Crystal Ball Cave, UT
In June of 2015, I drove to a very remote location in the West Desert of Utah to explore the Cave named Crystal Ball Cave. I Headed west on U.S. Highway 50/6 from Delta toward the Nevada border and Great Basin National Park, then I turned right on Gandy Road. One kilometer before the border, I drove 45 kilometers north. At the sign for Gandy I then turned left and drove west, along the southern edge of a farm. This farm was the destination I was looking for, called the Bates farm.

The Crystal Ball Cave was discovered by the late George Sims of Gandy in February, 1956. He found the original 1 meter diameter entrance that leads into a large chamber. The original east entrance was enlarged, the north entrance was blasted out through a soil-filled passage at the other end of the cave, and other improvements were made by Cecil R. and Jerald C. Bates of Gandy, Utah. I was to meet Jerald C. Bates, to give me a private tour of the cave.

The Crystal Ball Cave is situated in the Snake Range and is a north-south trending Basin and Range horst composed of early Paleozoic Paleozoic rocks.

The Crystal Ball cave lies in a Middle Cambrian limestone on the upper plate of the Snake Range Thrust fault, which is exposed is exposed at the north and south ends of Gandy Mountain.

The massive beds around the cave strike N35W and dip 20NE following the local trend throughout Gandy Mountain. The limestone is cavernous and contains many small solution cavities.

There are four distinct stages of the cave’s history: 1) a period of dissolution of limestone to form the cave, 2) a period of precipitation forming a layer of large calcite crystals (“nail head” spar) up to 0.3 meters thick on the cave walls, ceiling, and floor, 3) a period of partial dissolution of these crystals in the upper portions of the cave, the appearance of joints that cut the large calcite crystals, and the dislodging of breakdown from the ceiling of the large entrance room, and 4) the formation of vadose calcite speleothems and influx of sediment and fossils from outside the cave.

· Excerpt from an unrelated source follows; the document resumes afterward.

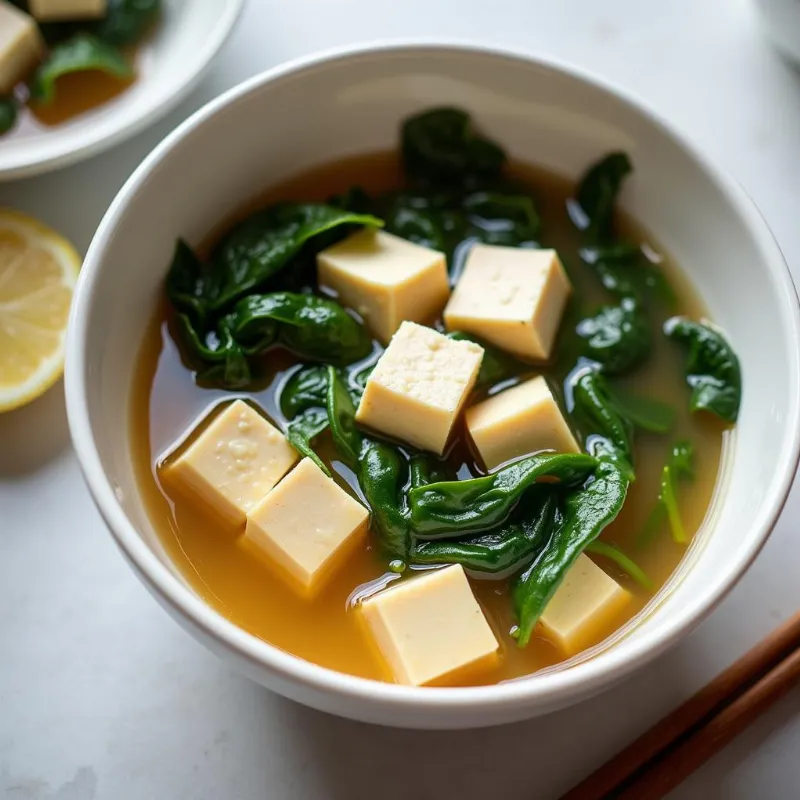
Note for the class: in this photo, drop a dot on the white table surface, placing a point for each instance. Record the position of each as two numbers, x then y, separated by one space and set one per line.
102 696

The cave tends to parallel the strike of the beds and is relatively horizontal, as would be expected if the cave were formed at the water table. However, the cave is high in a small isolated hill, considerable uplift and/or erosion must have taken place since the cave was at the water table.

Several vertical cavities (domes) extend upward into the cave ceiling, and these predate the calcite precipitation because they are partly filled by it. Shift from dissolution to precipitation represents the drastic reduction in the carbon dioxide content of the groundwater necessary for calcite precipitation.

Vadose speleothems such as the stalactites, columns, and rimstone pools found in Crystal Ball Cave form subaerially in caves having enough gas exchange with the surface to allow carbon dioxide to escape from the dripping groundwater.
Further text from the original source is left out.